The second reason for the hardship is the high Australian dollar. There is no question at all that that is affecting exports, including the exports of the growers along the Murray-Darling system. If we are going to provide them with any kind of support I think the best thing we can do for them is to say to them, 'You can now look to the future with a degree of certainty,' because if they have certainty they can plan accordingly. And if they plan accordingly they are more likely to get through difficult times much better. As I said, at the height of the drought a lot of farmers found it incredibly hard because for a lot of them it was the first time that they had been faced with such severe consequences and such severe situations.

I now return to where I started in terms of the importance of this legislation to South Australia. For South Australia this is important not only to the people in the Lower Lakes, down at the Coorong and the Murray mouth area, but also to the growers in the South Australian Riverland.
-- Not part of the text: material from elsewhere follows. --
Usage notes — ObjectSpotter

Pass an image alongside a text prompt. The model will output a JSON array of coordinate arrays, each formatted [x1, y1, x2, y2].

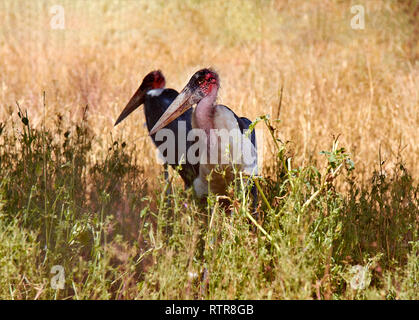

They, like growers across Australia, went through hardships. Unlike growers in some parts—not growers in all areas, because I believe there have been very responsible growers right across the system—they made investments in water efficiencies in the late sixties and around 1969. Unlike farmers in some areas, they did not increase their water entitlements; they stuck to their entitlements, so they have done all they can to make the system sustainable.

The reliance now is on what happens upstream, because at the end of the day South Australians consume about seven per cent of the total amount of water that is taken out of the system. So, in effect, South Australia's contribution to fixing or breaking the system is much less than it is for others. But for South Australia, at the end of the system, this plan means a lot. It means security for the state in terms of the water supplies we need at the lower end, and it means security for the growers who rely on the waters of the Murray for their living. I commend the plan to the House.